Not all patients had CMR or biopsy to prove the diagnoses. CMR was performed in 22 patients (48.8 %). T2 sequence and T1 early gadolinium enhancement protocols were not performed routinely between 2004 and 2009 at Mayo Clinic. Only 12 patients (26.7 %) had a biopsy. Biopsy is specific but not sensitive, and this invasive study is not appropriate for every patient. Several well-known limitations of biopsy include sampling error, invasive studies with 0.1 to 0.5 % severe complications, and poor interobserver agreement using the Dallas criteria [3].
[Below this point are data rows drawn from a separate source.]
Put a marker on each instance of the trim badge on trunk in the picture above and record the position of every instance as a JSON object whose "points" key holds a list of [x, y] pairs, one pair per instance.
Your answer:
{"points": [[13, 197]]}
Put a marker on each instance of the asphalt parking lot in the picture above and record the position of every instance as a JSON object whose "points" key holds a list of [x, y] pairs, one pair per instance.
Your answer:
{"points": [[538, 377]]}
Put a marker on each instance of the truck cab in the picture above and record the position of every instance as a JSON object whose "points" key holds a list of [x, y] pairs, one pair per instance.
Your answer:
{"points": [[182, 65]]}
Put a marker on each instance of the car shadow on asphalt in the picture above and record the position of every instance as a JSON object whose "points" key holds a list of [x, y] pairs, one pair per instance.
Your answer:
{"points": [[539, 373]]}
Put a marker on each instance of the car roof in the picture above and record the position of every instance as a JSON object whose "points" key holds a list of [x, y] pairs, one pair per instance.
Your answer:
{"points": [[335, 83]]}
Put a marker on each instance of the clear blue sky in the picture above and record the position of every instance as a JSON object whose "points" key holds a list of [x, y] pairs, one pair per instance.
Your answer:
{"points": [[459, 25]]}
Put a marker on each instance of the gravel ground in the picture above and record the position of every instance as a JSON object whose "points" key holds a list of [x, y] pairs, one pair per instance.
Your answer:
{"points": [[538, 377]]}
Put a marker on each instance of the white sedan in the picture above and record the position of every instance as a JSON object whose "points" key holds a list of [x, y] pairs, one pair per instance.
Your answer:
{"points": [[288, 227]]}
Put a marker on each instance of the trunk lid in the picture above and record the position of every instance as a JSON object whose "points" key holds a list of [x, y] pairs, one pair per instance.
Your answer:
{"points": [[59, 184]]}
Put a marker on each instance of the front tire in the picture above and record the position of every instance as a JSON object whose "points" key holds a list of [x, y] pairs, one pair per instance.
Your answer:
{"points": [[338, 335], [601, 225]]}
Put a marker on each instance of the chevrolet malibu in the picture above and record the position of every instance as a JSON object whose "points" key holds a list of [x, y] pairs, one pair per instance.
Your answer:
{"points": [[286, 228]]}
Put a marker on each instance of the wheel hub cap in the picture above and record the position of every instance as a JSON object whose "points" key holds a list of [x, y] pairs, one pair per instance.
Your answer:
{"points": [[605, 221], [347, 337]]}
Our hospital is a tertiary care medical center, and our patients may represent a sicker population. More than half of our patients with acute myocarditis had left ventricular ejection fraction <50 %, and this may represent referral bias.

Patients with recently diagnosed myocarditis were included in this study; therefore, our findings should be considered only in this patient population.

Conclusions

In patients with acute myocarditis, left ventricular strain and strain rate derived by 2-dimensional speckle tracking echocardiography appear to be promising prognostic tools, even in those patients with preserved left ventricular ejection fraction. Most importantly, this imaging technique also had a role in predicting deterioration and overall event-free survival.

Left ventricular mechanics by 2-dimensional speckle tracking echocardiography should be evaluated prospectively in patients suspected of having acute myocarditis and should be explored to differentiate from other diseases, such as acute coronary syndromes, that are being considered in the differential diagnosis.